Aile yadigârı bir köşkte bir düğün hazırlığı ve o düğün telaşının cereyan ettiği bir mutfak… Gelin, gelinin annesi, anneannesi, en yakın arkadaşı; damadın annesi, damadın ablası, evin emektar yardımcısı ve düğün gecesi için ayarlanmış bir yardımcı kız… Herkes, az sonra başlaması planlanan düğün için hummalı bir hazırlık içinde... Herhangi bir evde, herhangi bir ailenin yaşayabileceği, herhangi bir düğün telaşı bu. Her iki ailenin de sırlarını duyulmaya başlandığı mutfak; yıllardır görülmemiş hesapların açıldığı bir mekâna dönüşür. Anne ve kız, anneanne ve anne, damadın annesi ve ablası kendi hikâyelerini anlattıkça, birbirleriyle ama aslında kendileriyle, “kim oldukları” gerçeğiyle yüzleşirler.
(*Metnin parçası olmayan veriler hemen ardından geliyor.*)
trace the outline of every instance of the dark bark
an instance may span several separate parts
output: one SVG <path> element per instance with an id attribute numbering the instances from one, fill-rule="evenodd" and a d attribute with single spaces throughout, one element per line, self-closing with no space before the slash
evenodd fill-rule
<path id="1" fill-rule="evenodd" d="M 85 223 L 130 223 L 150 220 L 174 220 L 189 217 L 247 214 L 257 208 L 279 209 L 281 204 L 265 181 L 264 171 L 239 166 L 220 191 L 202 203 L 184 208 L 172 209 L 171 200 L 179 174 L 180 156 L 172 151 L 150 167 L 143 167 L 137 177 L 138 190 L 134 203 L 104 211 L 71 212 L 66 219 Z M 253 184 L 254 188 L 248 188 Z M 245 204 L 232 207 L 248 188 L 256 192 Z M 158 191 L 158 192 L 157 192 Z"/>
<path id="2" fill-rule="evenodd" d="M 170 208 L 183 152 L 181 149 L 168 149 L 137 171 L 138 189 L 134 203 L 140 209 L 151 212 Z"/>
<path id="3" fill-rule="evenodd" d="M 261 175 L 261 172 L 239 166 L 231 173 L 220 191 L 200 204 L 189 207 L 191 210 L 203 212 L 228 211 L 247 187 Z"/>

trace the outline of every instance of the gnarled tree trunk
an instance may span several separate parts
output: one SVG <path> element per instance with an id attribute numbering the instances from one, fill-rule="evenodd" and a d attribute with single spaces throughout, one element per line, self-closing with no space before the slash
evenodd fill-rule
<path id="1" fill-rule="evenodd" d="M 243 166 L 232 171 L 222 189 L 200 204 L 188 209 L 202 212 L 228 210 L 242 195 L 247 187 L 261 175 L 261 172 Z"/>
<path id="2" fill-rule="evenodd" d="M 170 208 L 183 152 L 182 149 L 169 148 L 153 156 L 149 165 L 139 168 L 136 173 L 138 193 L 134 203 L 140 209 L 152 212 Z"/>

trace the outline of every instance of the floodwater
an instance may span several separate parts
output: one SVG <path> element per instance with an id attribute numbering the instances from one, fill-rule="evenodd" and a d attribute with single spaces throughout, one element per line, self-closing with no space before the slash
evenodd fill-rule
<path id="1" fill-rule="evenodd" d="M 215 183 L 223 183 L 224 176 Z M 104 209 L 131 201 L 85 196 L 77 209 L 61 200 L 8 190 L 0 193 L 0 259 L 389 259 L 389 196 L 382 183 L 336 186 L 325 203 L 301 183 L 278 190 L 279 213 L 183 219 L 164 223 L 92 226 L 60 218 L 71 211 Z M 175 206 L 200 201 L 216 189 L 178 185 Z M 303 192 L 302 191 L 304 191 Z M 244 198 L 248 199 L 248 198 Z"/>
Büyük özen gösterilerek yetiştirilmiş bir genç kız olan Duygu, Duygu’nun eğitimli ve modern annesi Ahsen, Duygu’nun İstanbul hanımefendisi anneannesi Saffet, ailenin 30 yıllık emektarı, herkesin sığındığı en güvenli liman Şerbet, damadın her fırsatta kız tarafını iğneleyen annesi Neriman, Neriman’ın ilk evliliğinden doğma, damadın üvey ablası Nazife, Duygu’nun tüm çocukluğunu bir arada geçirdiği en yakın arkadaşı, özgür ruhlu Pelin ve düğün günü için tutulmuş bir yardımcı kız…
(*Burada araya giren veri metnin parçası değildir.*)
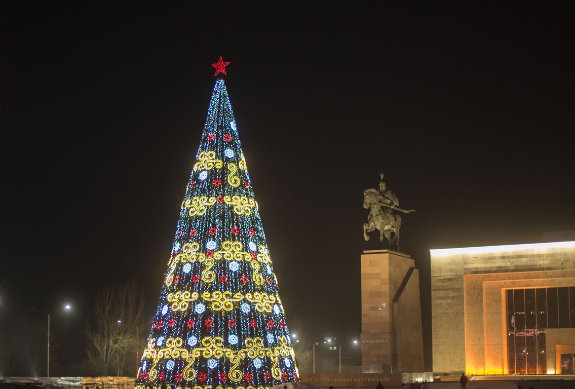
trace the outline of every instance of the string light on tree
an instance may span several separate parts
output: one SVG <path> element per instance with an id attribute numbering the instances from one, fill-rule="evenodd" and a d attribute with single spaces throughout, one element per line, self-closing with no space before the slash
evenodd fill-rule
<path id="1" fill-rule="evenodd" d="M 212 64 L 225 75 L 221 57 Z M 137 389 L 266 389 L 299 379 L 224 80 L 180 209 Z"/>

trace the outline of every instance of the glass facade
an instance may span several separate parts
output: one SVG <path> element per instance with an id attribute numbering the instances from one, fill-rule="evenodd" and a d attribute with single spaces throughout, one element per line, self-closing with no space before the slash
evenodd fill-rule
<path id="1" fill-rule="evenodd" d="M 575 287 L 508 289 L 509 374 L 546 374 L 548 328 L 575 328 Z"/>

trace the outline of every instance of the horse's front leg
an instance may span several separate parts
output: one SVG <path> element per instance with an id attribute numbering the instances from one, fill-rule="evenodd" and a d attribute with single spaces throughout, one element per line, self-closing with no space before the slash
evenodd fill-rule
<path id="1" fill-rule="evenodd" d="M 367 223 L 363 223 L 363 238 L 365 239 L 366 241 L 369 240 L 369 236 L 367 235 L 367 232 L 371 232 L 374 230 L 373 228 L 372 228 L 371 229 L 369 229 L 370 227 L 370 225 L 367 224 Z"/>

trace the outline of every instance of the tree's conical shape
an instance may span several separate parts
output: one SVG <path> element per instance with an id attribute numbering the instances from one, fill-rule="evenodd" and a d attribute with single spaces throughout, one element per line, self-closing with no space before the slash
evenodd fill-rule
<path id="1" fill-rule="evenodd" d="M 294 357 L 236 121 L 216 82 L 136 387 L 268 388 Z"/>

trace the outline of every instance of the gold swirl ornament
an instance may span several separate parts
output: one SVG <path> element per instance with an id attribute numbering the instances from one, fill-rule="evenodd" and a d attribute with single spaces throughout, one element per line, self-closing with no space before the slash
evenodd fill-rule
<path id="1" fill-rule="evenodd" d="M 168 293 L 166 298 L 168 302 L 172 303 L 171 307 L 172 311 L 183 312 L 190 306 L 189 303 L 197 300 L 199 295 L 197 292 L 178 291 L 175 293 Z"/>
<path id="2" fill-rule="evenodd" d="M 272 305 L 275 302 L 275 296 L 269 295 L 265 292 L 246 293 L 246 299 L 255 303 L 255 309 L 260 312 L 271 312 Z"/>
<path id="3" fill-rule="evenodd" d="M 187 199 L 182 203 L 182 208 L 189 208 L 188 214 L 190 216 L 201 216 L 208 210 L 206 206 L 216 203 L 215 197 L 208 196 L 197 196 L 191 199 Z"/>
<path id="4" fill-rule="evenodd" d="M 202 151 L 198 156 L 198 161 L 194 164 L 194 171 L 211 170 L 214 167 L 221 169 L 224 166 L 221 160 L 216 159 L 215 151 Z"/>
<path id="5" fill-rule="evenodd" d="M 229 171 L 229 174 L 228 174 L 228 183 L 232 186 L 239 186 L 241 180 L 235 175 L 236 172 L 237 171 L 237 166 L 235 163 L 228 163 L 228 170 Z"/>
<path id="6" fill-rule="evenodd" d="M 206 258 L 206 255 L 200 252 L 200 244 L 197 242 L 185 243 L 182 246 L 182 252 L 168 261 L 169 270 L 166 276 L 164 283 L 166 286 L 170 286 L 174 282 L 174 272 L 178 263 L 186 262 L 195 262 L 197 260 L 203 262 Z"/>
<path id="7" fill-rule="evenodd" d="M 270 253 L 267 248 L 263 245 L 258 247 L 259 254 L 258 255 L 258 260 L 262 263 L 271 263 L 271 259 L 270 258 Z"/>
<path id="8" fill-rule="evenodd" d="M 251 215 L 251 209 L 258 210 L 258 203 L 254 199 L 249 199 L 246 196 L 224 196 L 224 202 L 226 204 L 233 206 L 233 211 L 238 215 Z"/>
<path id="9" fill-rule="evenodd" d="M 239 241 L 235 242 L 228 240 L 224 241 L 221 244 L 221 250 L 214 253 L 214 259 L 227 261 L 252 260 L 250 253 L 243 251 L 244 246 Z"/>
<path id="10" fill-rule="evenodd" d="M 213 311 L 231 311 L 233 309 L 235 303 L 241 301 L 244 296 L 240 292 L 237 292 L 232 297 L 232 292 L 229 291 L 221 292 L 217 290 L 211 295 L 209 292 L 202 294 L 202 298 L 206 301 L 212 302 L 212 310 Z"/>
<path id="11" fill-rule="evenodd" d="M 241 153 L 241 155 L 240 156 L 240 170 L 247 171 L 248 165 L 246 164 L 246 157 L 244 156 L 244 153 Z"/>

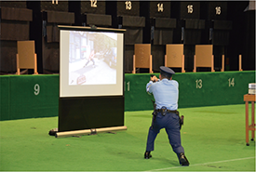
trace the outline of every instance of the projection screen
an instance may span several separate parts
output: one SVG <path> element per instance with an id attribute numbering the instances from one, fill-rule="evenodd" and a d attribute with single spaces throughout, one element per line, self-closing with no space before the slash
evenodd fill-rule
<path id="1" fill-rule="evenodd" d="M 59 28 L 60 98 L 123 96 L 124 33 Z"/>

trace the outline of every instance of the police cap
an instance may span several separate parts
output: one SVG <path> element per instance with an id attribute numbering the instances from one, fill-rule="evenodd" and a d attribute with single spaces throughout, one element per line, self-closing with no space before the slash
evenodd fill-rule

Hiçbirinin, birbirinden farkı yoktur aslında. Hepsi bir sebeple “mağdur” ve bir başka sebeple “fail”dirler. Sekiz kadının her biri, birer kurbandır. İçinde yaşadıkları eril dünyayla baş edebilmek için buldukları tek yol, aynı eril sistemin bir parçası olmaktır.
Başlangıçta daha geleneksel bir yapıya sahip olan damat tarafıyla, İstanbullu kız tarafının arasındaki sosyal statü farkından kaynaklanıyormuş gibi görünen ufak pürüzler, giderek kökleri çok daha derinde bir duruma; erkeklerin dünyasında “kadın” olma durumuna işaret eder.
- Yorumlar ve Derecelendirmeler
- Herhangi bir yorum yapılmadı ilk yorumlayan siz olun...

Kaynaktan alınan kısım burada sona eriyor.